Palangka Raya, Sarita News — Kepolisian Daerah Kalimantan Tengah (Polda Kalteng) melalui Polres Lamandau berhasil menggagalkan penyelundupan narkotika lintas provinsi di Jalan Trans Kalimantan, Desa Kudangan, Kecamatan Delang, Kabupaten Lamandau, Selasa (10/2/2026) pukul 02.30 WIB.

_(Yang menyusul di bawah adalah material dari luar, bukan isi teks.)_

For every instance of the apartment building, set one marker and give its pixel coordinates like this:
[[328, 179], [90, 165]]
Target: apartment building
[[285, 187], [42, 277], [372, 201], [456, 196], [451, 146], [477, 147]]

Hasil operasi tersebut, Polisi berhasil menyita 35,1 kilogram sabu dan 15.016 butir pil ekstasi hingga menangkap dua kurir setelah pengejaran hingga ke hutan.

 

Awalnya petugas menerima informasi pengiriman narkoba dari Kalimantan Barat menuju Kalteng dan Tim Satresnarkoba kemudian melakukan pengintaian dan mencurigai mobil Toyota Raize merah yang melintas di jalur sepi.

 

Saat dihentikan, pengemudi justru melarikan diri sehingga polisi melakukan pengejaran. Dan, kemudian pelaku menghentikan kendaraan secara mendadak lalu melompat keluar dan berlari ke hutan.

 

Polisi bersama warga Desa Lopus menyisir area selama sekitar 12 jam hingga akhirnya menangkap dua tersangka berinisial ME (28) dan HR (37), warga Kabupaten Tanggamus, Lampung.

Penyelidikan menunjukkan kedua tersangka berperan sebagai kurir dan mereka mengambil paket narkotika dari mobil yang terparkir di basement pusat perbelanjaan di Pontianak untuk dikirim ke Palangka Raya.

Selain narkotika, petugas juga berhasil menyita uang tunai Rp4,4 juta, dua telepon genggam, dan kendaraan operasional. Para pelaku dijerat dengan Pasal 132 ayat (1) jo Pasal 114 ayat (2) UU Nomor 35 Tahun 2009 tentang Narkotika.

“Ancaman hukuman maksimal bagi para pelaku adalah hukuman mati, pidana penjara seumur hidup, atau penjara paling lama 20 tahun,” kata Kapolda Kalteng Irjen Pol Iwan Kurniawan dalam konferensi pers tersebut di Mapolda Kalteng, Rabu (18/2/2026) pagi.

Kapolda menambahkan, sepanjang 1 Januari hingga 15 Februari 2026, jajaran Polda Kalteng mengungkap 80 kasus narkotika dengan 110 tersangka. Aparat memperkirakan nilai barang bukti mencapai Rp65,2 miliar dan mencegah potensi penyalahgunaan terhadap 414.076 jiwa.

Iwan Kurniawan mengajak masyarakat melaporkan aktivitas mencurigakan untuk memutus jaringan peredaran gelap narkotika.